4 You have full control over your data
You choose what happens to it
This is the main point most people will think of when it comes to self-hosting a password manager. You don't have it in the back of your mind that all of your most important passwords are on some server somewhere. You know exactly where they are, how they're secured, and how they can be retrieved.
That has its own disadvantages too, as all of the responsibility of protecting the data falls solely on you. That also means making sure you have sufficient backups, which in itself can be difficult to get right. You're the complete owner of your data, which carries a lot of good and a lot of bad with it.

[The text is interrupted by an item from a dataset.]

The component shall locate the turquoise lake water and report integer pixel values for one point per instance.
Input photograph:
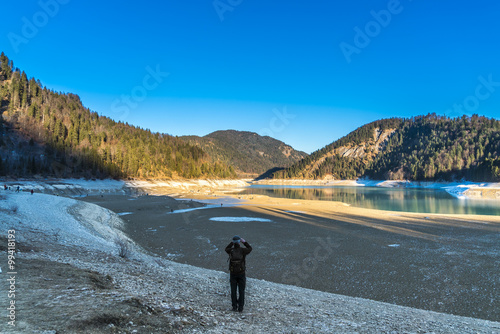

To the credit of most of the popular password managers, the major players in the space have robust data protection practices. Bitwarden regularly conducts third-party security audits, as does 1Password. In the event that you self-host your own password manager, you'll need to ensure that your security is up to scratch at all times.
3 Customizable security
You build it from the ground up
When it comes to self-hosting your own password manager, you can customize your security in any way that you want. That includes hosting your own firewall, making it only accessible to a local internet connection, or requiring a reverse proxy or VPN to connect to it. Those may obviously be inconvenient to some extent, but someone who self-hosts their own password manager and is committed to it likely already has many of those systems in place.
Self-hosting it gives you a lot of options in figuring out ways to protect your data, which can both be a learning experience and can give you peace of mind that what you've set up is the right system for the job. Passwords can be incredibly valuable depending on the service that they protect, so you'll need to go above and beyond for a project like this.

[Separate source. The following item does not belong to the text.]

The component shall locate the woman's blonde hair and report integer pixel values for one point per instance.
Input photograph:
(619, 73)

When done right, the security setup that you can build will probably be the best that it any password manager can be, so long as you also keep up to date on security updates and other important changes. It might not be the most convenient, but a server kept on a local network that you manage and monitor will be much easier to protect than a cloud-based password manager that could, in theory, be found to have made poor choices in how it protected its infrastructure.
2 Open-source solutions can be better
Though not always
When self-hosting something like Vaultwarden, you can trust that the code is publicly available and likely to have been audited by many others. Given that popular projects typically have dedicated maintainers, there's usually someone (or multiple someones) in the chain that looks over code that gets committed before it's accepted.

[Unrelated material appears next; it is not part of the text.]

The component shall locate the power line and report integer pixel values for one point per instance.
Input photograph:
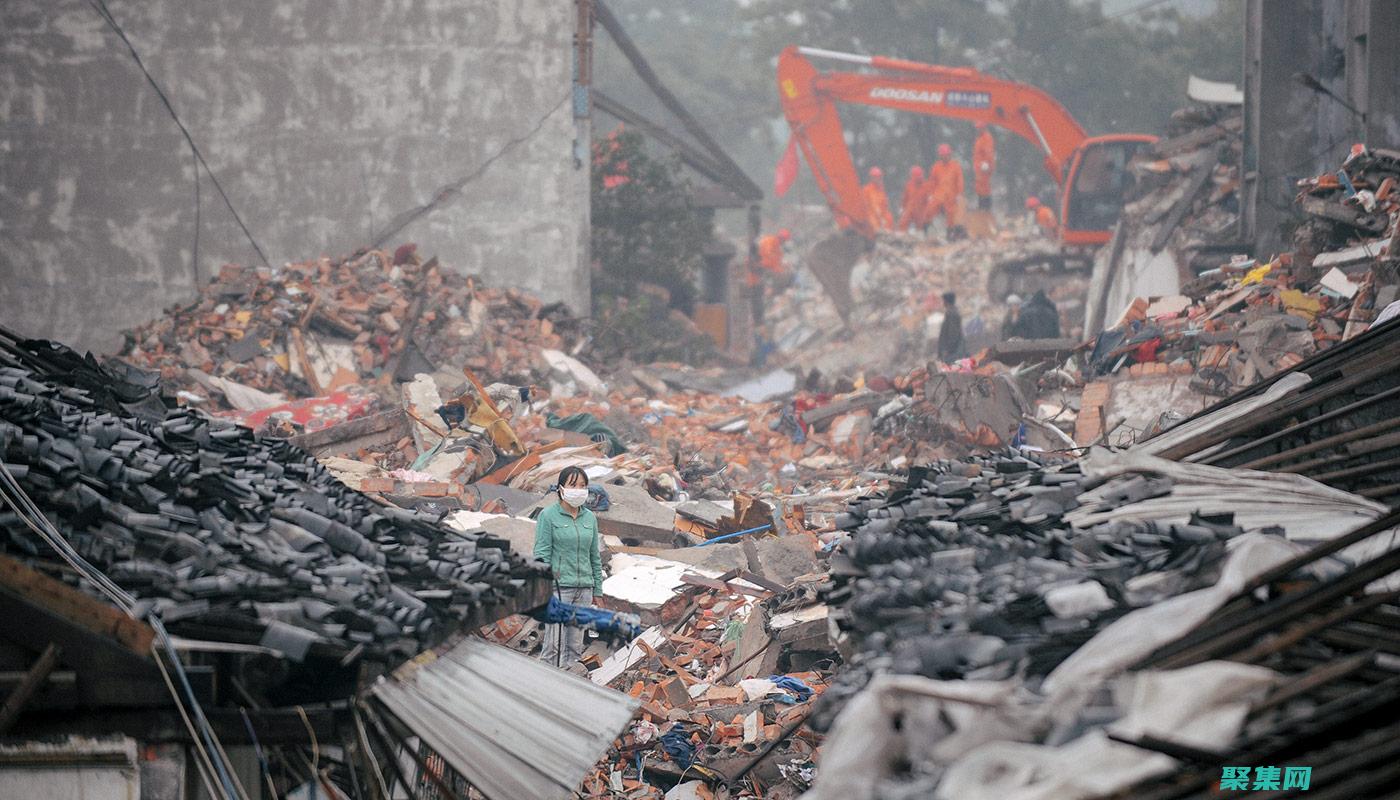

With that said, there have been times when code has been found lurking in open-source projects that slipped under the radar for a long time. One of the most egregious and worrying examples happened in the Linux community, arguably the poster child of what open-source development can do. Code was committed to the XZ Utils library in February of last year after a maintainer spent years gaining the trust of its developers. It took a month for software developer Andres Freund to discover it. He said it “really required a lot of coincidences,” to find it, when he posted about it on Mastodon.
As a result, open-source software isn't always the security bastion that it might appear to be, but it can at least make it significantly harder for malicious code to seep in and go unchecked. Because of the open-source nature of it too, you can even modify it yourself if you wish to add new features or change things up in how it works. It doesn't have to just be used out of the box, though that obviously takes significantly more effort to do than just self-hosting an already robust piece of software.
1 It's completely scalable
From your home to a business
When you self-host something like Vaultwarden, you decide who has access and how it's accessed. In fact, it's quite common for businesses to roll out Bitwarden instances supporting potentially hundreds of employees. You'll need to pay for a license to have more than 10 users even on your self-hosted instance, but the point is that you can decide how it works and who can use it.
There are a lot of options for scaling a password manager to a family, a small business, or a full organization. When you self-host it, you're in control, meaning that there's a lot more flexibility. For example, local access can be crucial, with many businesses opting to put it behind a VPN.